But even before these challenges can be faced, advocates of democracy may face a more immediate problem. Before the newly elected Congress is sworn in, American democracy will have another opportunity to display one of its striking anomalies. The so-called lame-duck Congress will soon convene. In many other democracies, the winners take over within days or even hours of their triumph. Here, senators and representatives who have been repudiated by their constituents retain significant power for two more months. The future of many of these losers may depend more on the good will of the corporate and lobbying worlds than on their constituents.

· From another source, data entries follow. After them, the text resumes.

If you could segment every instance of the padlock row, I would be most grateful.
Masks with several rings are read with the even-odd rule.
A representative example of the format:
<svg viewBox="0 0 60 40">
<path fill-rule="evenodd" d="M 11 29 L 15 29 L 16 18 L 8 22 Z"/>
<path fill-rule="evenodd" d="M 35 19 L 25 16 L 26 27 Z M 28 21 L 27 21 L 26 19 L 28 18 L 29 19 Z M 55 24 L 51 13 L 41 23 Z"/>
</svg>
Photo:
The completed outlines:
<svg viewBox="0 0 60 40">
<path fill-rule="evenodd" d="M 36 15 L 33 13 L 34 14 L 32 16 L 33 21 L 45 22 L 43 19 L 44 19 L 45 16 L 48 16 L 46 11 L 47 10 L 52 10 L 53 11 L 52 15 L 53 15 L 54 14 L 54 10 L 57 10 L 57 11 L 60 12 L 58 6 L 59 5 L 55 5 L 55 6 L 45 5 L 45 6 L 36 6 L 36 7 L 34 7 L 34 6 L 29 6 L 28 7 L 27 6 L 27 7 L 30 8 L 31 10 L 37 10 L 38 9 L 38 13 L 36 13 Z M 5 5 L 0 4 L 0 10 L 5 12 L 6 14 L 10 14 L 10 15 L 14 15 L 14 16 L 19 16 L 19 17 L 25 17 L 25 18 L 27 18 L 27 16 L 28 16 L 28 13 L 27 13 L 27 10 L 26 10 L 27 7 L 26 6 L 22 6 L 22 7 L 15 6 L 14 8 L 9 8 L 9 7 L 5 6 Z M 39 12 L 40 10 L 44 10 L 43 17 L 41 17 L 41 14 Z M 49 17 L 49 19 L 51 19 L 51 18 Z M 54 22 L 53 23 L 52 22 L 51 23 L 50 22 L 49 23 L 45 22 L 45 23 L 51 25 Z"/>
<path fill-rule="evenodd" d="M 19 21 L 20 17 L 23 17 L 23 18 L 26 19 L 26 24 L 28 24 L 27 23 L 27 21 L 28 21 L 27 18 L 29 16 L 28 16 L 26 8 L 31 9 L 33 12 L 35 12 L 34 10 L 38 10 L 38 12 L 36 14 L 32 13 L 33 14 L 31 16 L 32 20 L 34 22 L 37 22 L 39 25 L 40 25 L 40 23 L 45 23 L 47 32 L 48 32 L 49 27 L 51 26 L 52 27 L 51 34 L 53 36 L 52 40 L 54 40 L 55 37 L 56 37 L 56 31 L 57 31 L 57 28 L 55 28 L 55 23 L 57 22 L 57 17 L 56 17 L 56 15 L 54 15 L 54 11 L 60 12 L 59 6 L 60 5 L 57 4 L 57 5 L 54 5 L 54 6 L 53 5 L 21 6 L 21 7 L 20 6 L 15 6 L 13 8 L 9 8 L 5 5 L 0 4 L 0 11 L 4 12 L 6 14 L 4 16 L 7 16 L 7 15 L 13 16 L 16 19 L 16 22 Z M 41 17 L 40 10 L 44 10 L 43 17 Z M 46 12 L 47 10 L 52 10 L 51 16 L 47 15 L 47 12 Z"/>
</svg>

Unfortunately, the upcoming lame duck Congress may debate and possibly act on laws fundamental to the future of our democracy, especially laws regarding the Internet. A Congress and a president that were elected in 2004 and has through its so-called K Street Project sought not merely to fund its own causes but to "defund" any opponents is now being asked to eliminate any requirement that the Internet, which was made possible by public funding and public research, be required to treat all intellectual and commercial traffic equally. Other bills pending in Congress would limit the ability of municipalities to expand inexpensive broad band service to their citizens, something at which the private sector has failed miserably.
Such proposals are bad economic policy. Postal, rail and telephone service made an immense contribution to US economic development because they were extended across the country regardless of ability to pay and because regulatory structures forced private carriers to treat all customers as equals. Today, however, in an era when the portals of democracy are becoming more constricted, internet neutrality and internet access are especially vital. They both foster economic growth and also constitute one vehicle by which alternative views can be presented and forms of political mobilization developed at least to resist the closure of political voice.
Citizens interested in the future of democracy cannot afford to sleep during this interregnum. With media increasingly subject to corporate consolidation, an open and vigorous Internet is a vital tool in exposing abuses both by our media and our political authorities. At the very least it is important to contact those senators and representatives to demand that any decisions regarding the future of the internet be made by a fully accountable Congress.